Recordemos todos los productos llamados “light”, que cuantas veces han sido mínimas rebajas de contenido graso y poco más.

En el marketing ecológico, para que un producto pudiera recibir la denominación “light”, es decir que no hipoteca la salud del consumidor a largo plazo, deberá ser realmente bajo en calorías, yendo más allá del 80% menos.

El marketing ecológico se sustenta en un I+D innovador y respetuoso con las materias primas. La investigación de componentes naturales, sin aditivos ni conservantes, que se puedan aplicar a procesos productivos, es cara y difícil. Las empresas que lo consigan tendrán un argumento de ventas y comunicación demoledor con la competencia. Pero insisto una vez más, todo esto habrá que demostrarlo.

Las jornadas “puertas abiertas” en las empresas y la reducción de los niveles de secretismo y desconfianza hacia el exterior, serán bazas a utilizar por el marketing. Los profesionales de esta materia tienen claro que el éxito de la gestión está en el exterior, pero visto como un entorno amistoso, no como una amenaza.

Esto, que parece un contrasentido por los controles que habrá, es otra gran diferencia entre el marketing ecológico y el tradicional. El entorno, por principio, es amistoso y sólo es negativo si el marketing que se practica juega mal o engaña. No se trata de colocar pro-

ductos como sea, por ejemplo en aquellas empresas orientadas a la venta, se trata de cuidar a mis amigos y al entorno físico que les rodea. Me preocupa como son y lo que desean para sí y los demás.

Una nueva diferencia. Los consumidores son amigos y se trata precisamente de no engañarles. A mis amigos los escojo y les conozco bien. Sé lo que les gusta y lo que les desagrada. Sé como hablarles de forma eficaz y diciendo la verdad. Me interesa lo que me dicen ya que me aprecian y me hacen rectificar a tiempo si es necesario.

Al igual que podemos tener amigos y amigas de todas las edades y distintas características, así será la segmentación también. Los criterios de selectividad de los grupos objetivo se basarán en este principio.

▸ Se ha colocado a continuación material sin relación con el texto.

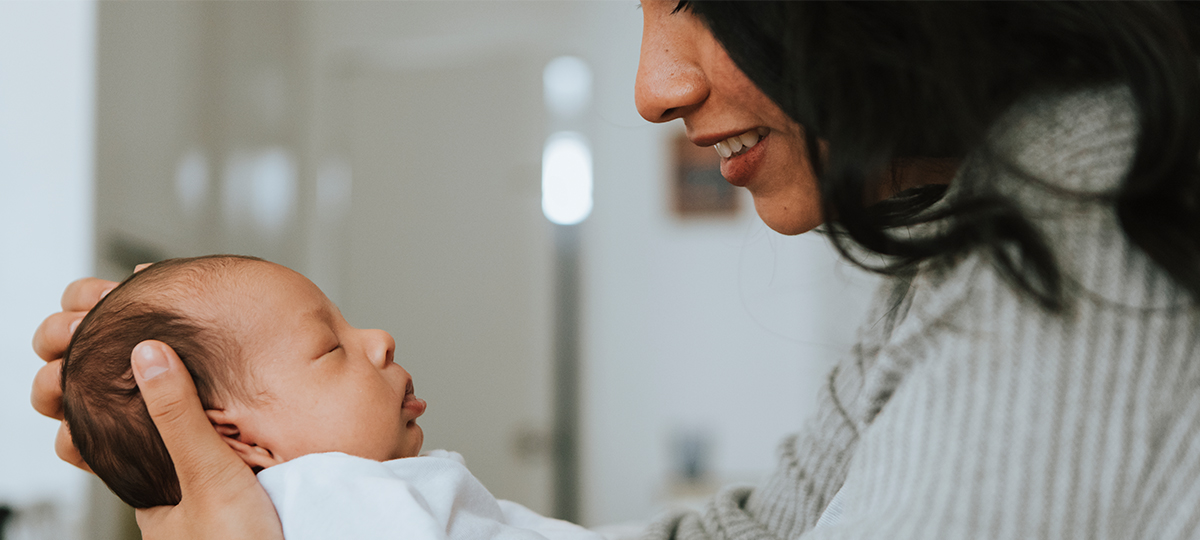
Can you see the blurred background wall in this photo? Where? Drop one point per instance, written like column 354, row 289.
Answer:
column 391, row 151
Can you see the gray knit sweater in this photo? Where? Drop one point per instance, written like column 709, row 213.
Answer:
column 967, row 412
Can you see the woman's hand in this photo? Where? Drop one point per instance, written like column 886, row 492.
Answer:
column 49, row 342
column 221, row 497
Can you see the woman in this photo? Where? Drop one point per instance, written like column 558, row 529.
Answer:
column 1026, row 172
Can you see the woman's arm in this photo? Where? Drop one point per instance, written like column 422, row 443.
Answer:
column 222, row 499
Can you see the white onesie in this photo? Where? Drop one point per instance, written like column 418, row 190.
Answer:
column 433, row 497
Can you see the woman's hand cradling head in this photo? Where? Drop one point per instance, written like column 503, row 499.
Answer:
column 221, row 496
column 49, row 342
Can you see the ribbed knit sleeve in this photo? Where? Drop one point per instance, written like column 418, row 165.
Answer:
column 972, row 413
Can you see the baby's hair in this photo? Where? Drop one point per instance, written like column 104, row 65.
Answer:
column 103, row 408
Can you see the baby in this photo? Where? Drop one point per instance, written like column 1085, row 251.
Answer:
column 315, row 406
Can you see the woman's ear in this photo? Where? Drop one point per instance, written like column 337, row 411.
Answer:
column 257, row 457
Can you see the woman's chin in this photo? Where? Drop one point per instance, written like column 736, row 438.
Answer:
column 789, row 219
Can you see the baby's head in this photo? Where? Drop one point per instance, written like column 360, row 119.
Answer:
column 277, row 369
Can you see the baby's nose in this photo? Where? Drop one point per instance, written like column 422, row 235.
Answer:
column 381, row 347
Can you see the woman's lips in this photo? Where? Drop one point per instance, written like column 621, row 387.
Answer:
column 741, row 168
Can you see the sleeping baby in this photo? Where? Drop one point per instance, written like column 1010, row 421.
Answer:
column 315, row 406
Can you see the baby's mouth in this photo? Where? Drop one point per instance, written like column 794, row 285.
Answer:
column 412, row 402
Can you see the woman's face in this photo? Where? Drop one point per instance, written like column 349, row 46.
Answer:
column 684, row 72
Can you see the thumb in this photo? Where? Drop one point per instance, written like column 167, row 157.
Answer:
column 205, row 466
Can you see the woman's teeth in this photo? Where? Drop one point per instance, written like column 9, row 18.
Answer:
column 735, row 145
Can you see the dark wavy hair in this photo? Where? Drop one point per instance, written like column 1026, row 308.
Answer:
column 882, row 83
column 101, row 402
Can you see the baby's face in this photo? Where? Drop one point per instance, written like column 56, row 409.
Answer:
column 323, row 384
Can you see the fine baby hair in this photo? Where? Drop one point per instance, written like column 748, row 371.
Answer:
column 103, row 408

No puedo hablarle igual a un amigo de 60 años, que a uno de 16. Las estrategias de comunicación serán distintas indudablemente. Pero lo que sí he de tener claro es que no hipoteco su futuro, lo cual es válido para cualquier edad. Con ello, además, seguiré conservando su amistad y ganaré su mayor confianza hacia mis nuevos productos.

Algo tan simple como eso es el eje de actuación básico del marketing ecológico. Quiero lo mejor para mis amigos. Esa es la “Nueva Frontera” que se abre ante los profesionales del marketing.